Relay-Version: version B 2.10 5/3/83; site utzoo.UUCP
Posting-Version: version B 2.10.2 9/18/84; site gumby.UUCP
Path: utzoo!watmath!clyde!burl!ulysses!allegra!mit-eddie!godot!harvard!seismo!uwvax!gumby!g-frank
From: g-frank@gumby.UUCP
Newsgroups: net.lang
Subject: high-level-headedness
Message-ID: <241@gumby.UUCP>
Date: Thu, 3-Jan-85 00:26:42 EST
Article-I.D.: gumby.241
Posted: Thu Jan  3 00:26:42 1985
Date-Received: Fri, 4-Jan-85 00:47:07 EST
Distribution: net
Organization: U of Wisconsin CS Dept
Lines: 21



>   A high-level language expresses high-level concepts WELL.
>	-- Macrakis@Harvard

My knee-jerk reaction is to agree.  On reflection, however, I have two
questions:

  1) Which is more important to this definition:  expressiveness, or
     the level of the concepts expressed?

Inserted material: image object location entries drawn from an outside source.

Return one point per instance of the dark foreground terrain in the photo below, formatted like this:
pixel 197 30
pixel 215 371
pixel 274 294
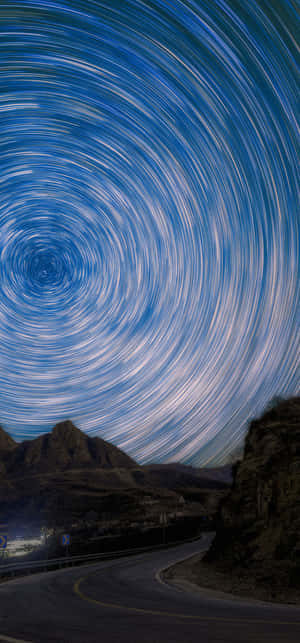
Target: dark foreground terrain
pixel 123 601
pixel 257 543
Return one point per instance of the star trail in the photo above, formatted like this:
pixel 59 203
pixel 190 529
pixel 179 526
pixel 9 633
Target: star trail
pixel 149 220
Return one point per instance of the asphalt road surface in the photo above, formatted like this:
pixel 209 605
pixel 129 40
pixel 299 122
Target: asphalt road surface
pixel 122 601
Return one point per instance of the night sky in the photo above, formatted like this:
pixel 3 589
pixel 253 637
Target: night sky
pixel 149 220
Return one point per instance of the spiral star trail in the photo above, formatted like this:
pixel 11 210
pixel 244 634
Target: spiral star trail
pixel 149 220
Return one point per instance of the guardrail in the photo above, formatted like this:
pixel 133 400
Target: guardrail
pixel 10 569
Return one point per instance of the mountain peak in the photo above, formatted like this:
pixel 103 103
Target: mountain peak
pixel 6 441
pixel 65 429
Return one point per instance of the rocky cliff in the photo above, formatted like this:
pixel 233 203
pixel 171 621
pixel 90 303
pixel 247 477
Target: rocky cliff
pixel 259 519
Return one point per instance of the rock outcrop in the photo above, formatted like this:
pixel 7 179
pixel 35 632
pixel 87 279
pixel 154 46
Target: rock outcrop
pixel 65 448
pixel 259 519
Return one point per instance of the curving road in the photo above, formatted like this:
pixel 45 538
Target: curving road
pixel 123 601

  2) Are we going to have an easier time defining high-level concepts
     than we did defining a high-level language?

A virtuous man is filled with virtue, I suppose, but definitions of this
sort leave us in doubt as to the value of his qualities.

Can we take a different approach and suggest, as I once did in a rather
fuzzy way, that the first purpose of a language is to communicate, and
that all the features of the elephant we've been blindly describing may
be different aspects of effective communication of ideas and purpose?